A question arrives from a TN reader:
“I’ve got this trade that’s well into profit. My usual strategy is to trail the stop loss so I can lock in some of the profits and then give the trade chance to turn into a long-term position.
But what do you think I should do ahead of the weekend now? Should I keep the trade open or take some early profits?”
So this trader is in a situation where good profits are already there on paper – he could close the trade now and walk away with the loot – but this wasn’t his normal modus operandi. He likes to try and let his trades carry on running wherever possible.
Now, the risk with holding over the weekend is that market sentiment can actually move while the broker is closed.
You see this reflected on the chart with a ‘gap open’.
It’s when there’s a gaping hole between the close on Friday evening and the open on Sunday night.
And the new opening price can actually ‘gap-over’ any stop loss orders or take profit orders that you had resting in the market.
It doesn’t happen every week, but here’s how an opening gap can look
So with a view to building a systematic and methodical approach to trading I think it’s a good idea to design an approach that becomes the accepted ‘norm’.
For this trader I think it would be best if he decides on a course of action that he can apply every Friday.
This way he’ll always know exactly what to do in terms of pre-weekend housekeeping.
It leaves nothing down to a decision made in the heat of the moment.
It comes down to personal preference of course. There’s no single ‘right way’ to prepare for the weekend just as there’s no single ‘right way’ to find entry points for your trades.
But let’s look at the 3 main options you have when Friday night looms and you still have trades running…
Here are 3 ways to handle pre-weekend trade management
1) Tighten stops and do nothing special. This is the default setting. All we’re doing here is applying the normal trading strategy: tighten the stop loss to lock in early profit at the appropriate time and leave the trade to run as normal.
Yes, the risk is that an occasional gap open might skew the odd result. Now and then you’ll get a trade that shows a slightly bigger loss or less profits than you anticipated because of a gap open.
You might even get trades that gap past your original target price so you actually get filled with greater profits than expected!
But with a good money management and position sizing policy in place no single trade should ever have the opportunity to make too much of an unexpected dent on your account.
In fact, a small amount of ‘slippage’ on your entry and exit prices should be priced-in over the course of a series of trades as part of your ‘real world’ expectations anyway.
So that’s option 1: do nothing special ahead of the weekend and accept the odd skewed result as part of your long-term campaign.
Here’s option 2…
2) Close all open trades before the close on Friday.
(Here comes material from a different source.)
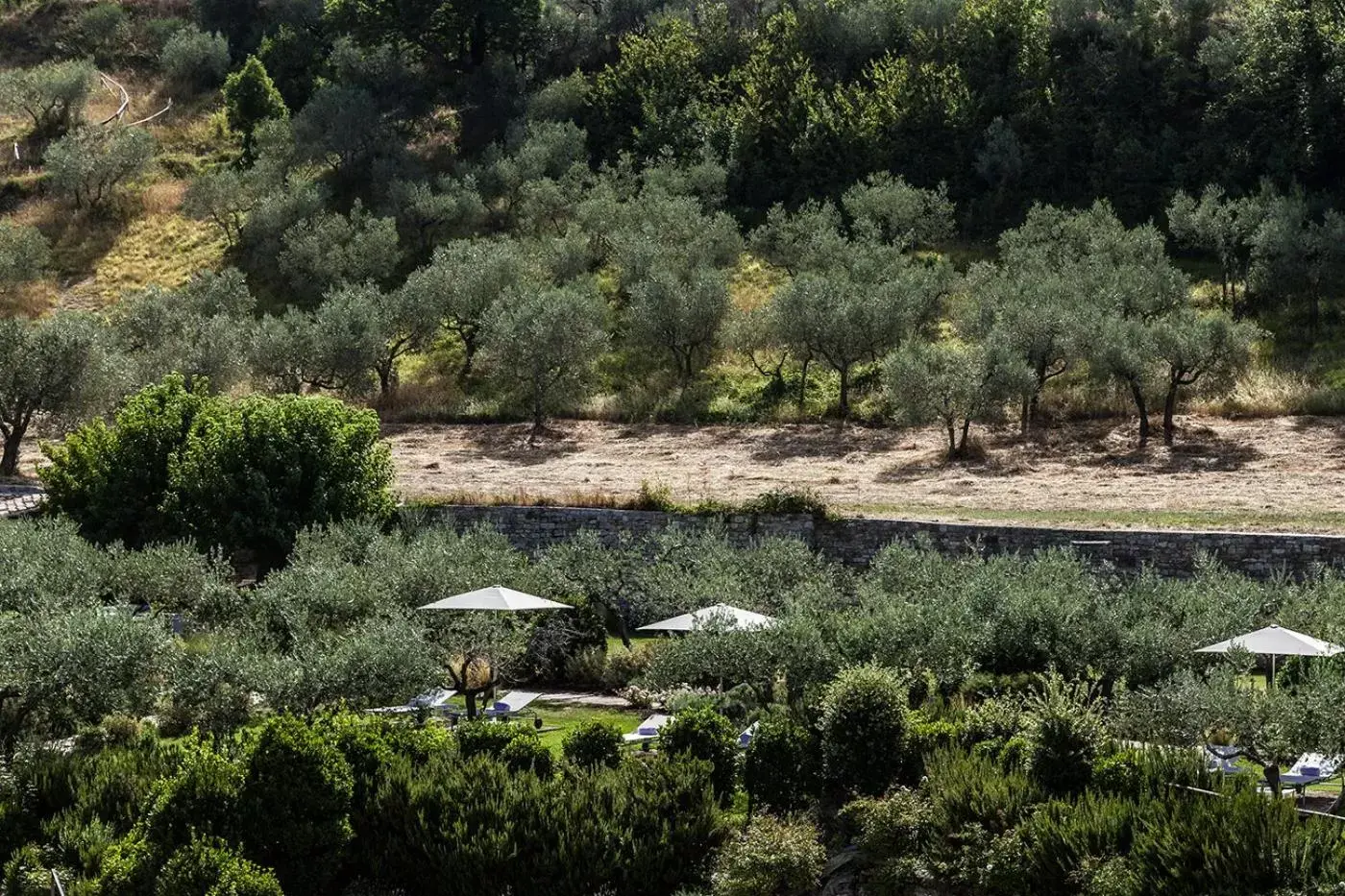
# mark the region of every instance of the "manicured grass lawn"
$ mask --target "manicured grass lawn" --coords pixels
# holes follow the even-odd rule
[[[620,647],[620,643],[617,646]],[[557,756],[561,755],[561,744],[565,741],[565,735],[581,722],[605,721],[616,725],[624,735],[635,731],[635,725],[644,717],[636,709],[608,709],[605,706],[578,706],[574,704],[533,704],[533,706],[537,709],[537,714],[546,728],[555,728],[555,731],[542,732],[542,743]],[[523,724],[531,724],[531,720],[526,718]]]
This is the kind of approach I’d recommend anyway for shorter term traders. It provides security against gap opens and it gives you peace of mind that nothing terrible can happen to your positions while the market is closed, so you can at least enjoy a relaxing and stress-free weekend!
But remember, we’re looking for ways to stay in trades for the long term here. So how can we achieve that when we close out the trades each Friday?
One tactic you might use is to close all your open positions at a set time each Friday – I like to use 7pm – and then reopen the position at a set time on Sunday night or Monday morning.
Yes, there’s going to be a difference in price when comparing your exit on Friday and re-entry on Sunday, sometimes it’ll cost you and sometimes you’ll gain, but you might consider that a small payoff against security and peace of mind over the weekend.
There’s one downside to this approach though, and it’s a bit psychological in nature… it can be tough to re-enter a trade that has already made a profitable 50 or 60 pip move without you being on board!
Luckily, there’s a third way we can prepare for the weekend. A kind of ‘halfway house’ that gives some security and still keeps you involved and committed to your trade.
3) Hedge your bets. Take half the position off on Friday night and re-enter the other half on Sunday: it reduces your exposure to an adverse move over the weekend but maintains your presence in the market. And it can be mentally much easier to amend and adjust an open position than to completely re-enter from scratch.
And the beauty of this approach is that you can scale the slice of the position held over the weekend to suit your own tolerance to risk… you might only hold onto 30% of the overall trade, or even 10%.
But I’d certainly think about keeping a part of the original trade live however small. It can really help maintain that connection to your original plan and overcome any subconscious reluctance to jump back in on Sunday night.
So if you sometimes find yourself in this kind of situation on Fridays, why not come up with your own standard plan of action now?
It can help prevent poor decisions made in the heat of the moment.